Affordable housing advocates have raised concern about the shuttering of the Department of Housing and Urban Development, which not only helps subsidize housing costs but assists with rebuilding efforts after natural disasters, which disproportionately impact people with disabilities.

In December, HUD failed to renew rental assistance contracts for thousands of households mostly comprised of people with disabilities or elderly residents, according to the National Low Income Housing Coalition. More contracts with property owners will expire this month and in February.

“These contract suspensions put the homes of nearly 70,000 low-income renters at risk of serious rent hikes and evictions,” coalition CEO Diane Yentel said in a news release. “The longer the shutdown goes on, the more untenable it will become for properties owners to keep scraping by without their federal contracts — and the more the lowest-income renters will suffer.”

Additionally, HUD is now delayed in issuing guidance on the $1.68 billion in disaster relief to states hit by Hurricane Florence last year, according to the housing coalition.
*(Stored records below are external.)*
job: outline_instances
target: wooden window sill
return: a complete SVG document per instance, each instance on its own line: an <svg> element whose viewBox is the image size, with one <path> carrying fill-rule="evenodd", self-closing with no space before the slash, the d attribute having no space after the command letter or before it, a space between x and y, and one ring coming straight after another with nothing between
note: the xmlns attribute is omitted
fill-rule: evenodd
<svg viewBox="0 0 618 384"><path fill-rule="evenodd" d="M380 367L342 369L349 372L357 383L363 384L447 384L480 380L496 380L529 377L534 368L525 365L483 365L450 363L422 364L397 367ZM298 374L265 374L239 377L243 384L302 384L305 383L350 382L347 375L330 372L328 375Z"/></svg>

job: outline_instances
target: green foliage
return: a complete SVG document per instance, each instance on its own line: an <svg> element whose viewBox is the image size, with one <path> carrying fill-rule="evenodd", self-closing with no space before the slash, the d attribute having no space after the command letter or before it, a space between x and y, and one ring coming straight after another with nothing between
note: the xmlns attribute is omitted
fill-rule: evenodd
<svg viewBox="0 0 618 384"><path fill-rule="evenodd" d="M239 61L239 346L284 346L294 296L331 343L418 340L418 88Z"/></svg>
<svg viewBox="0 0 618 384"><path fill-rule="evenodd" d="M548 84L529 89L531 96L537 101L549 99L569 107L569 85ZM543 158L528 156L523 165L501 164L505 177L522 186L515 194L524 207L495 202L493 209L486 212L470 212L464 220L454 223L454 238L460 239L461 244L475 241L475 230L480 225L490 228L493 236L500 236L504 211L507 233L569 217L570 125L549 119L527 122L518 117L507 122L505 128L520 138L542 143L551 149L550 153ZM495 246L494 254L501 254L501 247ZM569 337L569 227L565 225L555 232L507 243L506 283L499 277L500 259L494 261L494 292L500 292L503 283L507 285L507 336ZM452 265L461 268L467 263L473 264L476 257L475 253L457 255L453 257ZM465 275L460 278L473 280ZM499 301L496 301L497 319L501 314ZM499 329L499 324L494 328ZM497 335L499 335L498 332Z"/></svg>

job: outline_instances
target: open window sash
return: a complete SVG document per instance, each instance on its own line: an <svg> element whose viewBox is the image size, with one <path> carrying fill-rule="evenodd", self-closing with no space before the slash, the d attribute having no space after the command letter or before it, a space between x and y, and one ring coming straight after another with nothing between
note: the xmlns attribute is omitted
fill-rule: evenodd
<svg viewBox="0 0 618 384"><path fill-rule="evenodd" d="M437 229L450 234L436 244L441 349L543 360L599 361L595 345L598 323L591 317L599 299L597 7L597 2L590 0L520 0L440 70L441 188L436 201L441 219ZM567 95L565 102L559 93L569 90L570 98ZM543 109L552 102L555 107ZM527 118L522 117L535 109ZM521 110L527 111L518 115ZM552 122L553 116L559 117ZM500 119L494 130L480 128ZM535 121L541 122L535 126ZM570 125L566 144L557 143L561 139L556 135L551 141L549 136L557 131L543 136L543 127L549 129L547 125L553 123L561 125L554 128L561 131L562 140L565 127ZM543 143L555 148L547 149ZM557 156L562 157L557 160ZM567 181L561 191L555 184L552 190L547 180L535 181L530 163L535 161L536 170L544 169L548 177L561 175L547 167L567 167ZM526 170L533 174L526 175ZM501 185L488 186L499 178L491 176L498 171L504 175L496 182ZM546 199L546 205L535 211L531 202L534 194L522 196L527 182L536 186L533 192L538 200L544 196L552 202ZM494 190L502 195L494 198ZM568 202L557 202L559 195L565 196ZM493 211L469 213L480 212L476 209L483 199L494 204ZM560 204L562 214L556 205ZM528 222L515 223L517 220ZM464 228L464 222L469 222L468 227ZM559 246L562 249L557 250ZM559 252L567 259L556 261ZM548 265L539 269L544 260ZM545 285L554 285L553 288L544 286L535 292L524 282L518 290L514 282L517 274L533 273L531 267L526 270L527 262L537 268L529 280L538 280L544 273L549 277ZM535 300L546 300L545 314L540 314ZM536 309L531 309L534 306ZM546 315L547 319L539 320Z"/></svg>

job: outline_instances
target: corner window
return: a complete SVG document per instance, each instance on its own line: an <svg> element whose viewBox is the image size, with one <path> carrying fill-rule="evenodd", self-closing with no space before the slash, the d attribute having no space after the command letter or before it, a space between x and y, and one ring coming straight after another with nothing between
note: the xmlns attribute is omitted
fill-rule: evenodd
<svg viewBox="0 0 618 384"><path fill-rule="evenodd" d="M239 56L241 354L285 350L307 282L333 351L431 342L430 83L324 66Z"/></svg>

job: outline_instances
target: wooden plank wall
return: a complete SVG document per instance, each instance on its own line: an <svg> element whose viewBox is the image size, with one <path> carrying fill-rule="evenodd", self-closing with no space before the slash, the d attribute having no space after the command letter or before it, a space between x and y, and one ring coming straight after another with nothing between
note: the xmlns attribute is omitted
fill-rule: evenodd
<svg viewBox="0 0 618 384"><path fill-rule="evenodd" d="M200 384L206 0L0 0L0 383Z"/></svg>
If the shutdown extends past February, funding for the Supplemental Nutrition Assistance Program known as SNAP will run out, according to the Department of Agriculture. More than one-quarter of food stamp recipients have a disability, research shows. Additionally, Meek said some low-wage direct support professionals who help people with disabilities rely on the program.

Another concern amid a shortage of support workers, Meek said, is that hiring has stopped in states that require use of the federal E-Verify system to determine worker eligibility.

“That’s a real staffing issue, which really affects people with disabilities,” Meek said. “We’re already short staffed. If you’re on a hiring freeze until the government reopens, that’s a problem.”